To continue California’s progress toward establishing a more climate resilient future, the California Department of Water Resources (DWR) has awarded $83.9 million in Integrated Regional Water Management Program grants to communities across the state, including Southern California’s San Diego region.
The source of monies awarded comes from voter-approved CA Proposition 1 Water Bond, which enacted the Water Quality, Supply, and Infrastructure Improvement Act of 2014. The funds will support projects that address aging infrastructure, flood control, depleted groundwater levels and other critical needs in communities throughout the state.
“Water is such a vital resource, that it is critical we continue to take action to ensure communities have access to clean water supplies, reliable flood protection and healthy ecosystems” said DWR Director Karla Nemeth. “These grants will support agencies and projects to continue local momentum in creating a more diverse water supply portfolio, strengthening partnerships and addressing climate change.”
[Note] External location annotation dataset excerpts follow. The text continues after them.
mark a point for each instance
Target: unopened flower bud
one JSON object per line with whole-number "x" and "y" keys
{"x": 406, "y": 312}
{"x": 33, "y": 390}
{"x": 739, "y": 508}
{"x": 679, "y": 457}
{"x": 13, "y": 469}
In San Diego County, $3.7 million was awarded to National City to support a multi-benefit community enhancement project that will reduce flood hazards to homes located along the Paradise Valley Creek. The project will divert stormwater runoff to a biofiltration basin where pollutants will be removed and will also replace old concrete lining in the creek with more fish-friendly natural streambank reinforcement.
Other key projects and their grant amounts include:
- Sewage Commission-Oroville Region – $3.8 million to replace and improve infrastructure for collecting, treating and reusing wastewater.
- Merced Irrigation District – $1.32 million to reduce flood risk and provide more reliable drinking water supplies for the disadvantaged communities of Le Grand and other surrounding areas.
- Central Coast Wetlands Group and City of Salinas – $1 million to make critical improvements to existing stormwater and wastewater infrastructure, enhancing the ability of these systems to capture, store and convey water for various beneficial uses and reduce downstream flooding.
- Lower Cosumnes River – $1 million to divert water from a nearby water supply canal during heavy storm periods and spread on 129 acres of agricultural land, allowing recharge of the groundwater basin for later use during dry periods.
- Mariposa County Resource Conservation District – $700,000 for the Bootjack Fire Station Water Storage Project, which will increase the amount of water locally available to fight the increasing number of wildfires in the watershed.
The Integrated Regional Water Management (IRWM) program is a collaborative effort to manage all aspects of water resources in a region. IRWM crosses jurisdictional, watershed, and political boundaries; involves multiple agencies, stakeholders, individuals, and groups; and attempts to address the issues and differing perspectives of all the entities involved through mutually beneficial solutions.
This is the third set of funding awards that have been released under this program since April 2020. An upcoming award of about $37 million for the Los Angeles/Ventura funding area is expected to be announced in the near future. To date, nearly $175.1 million has been awarded through this program.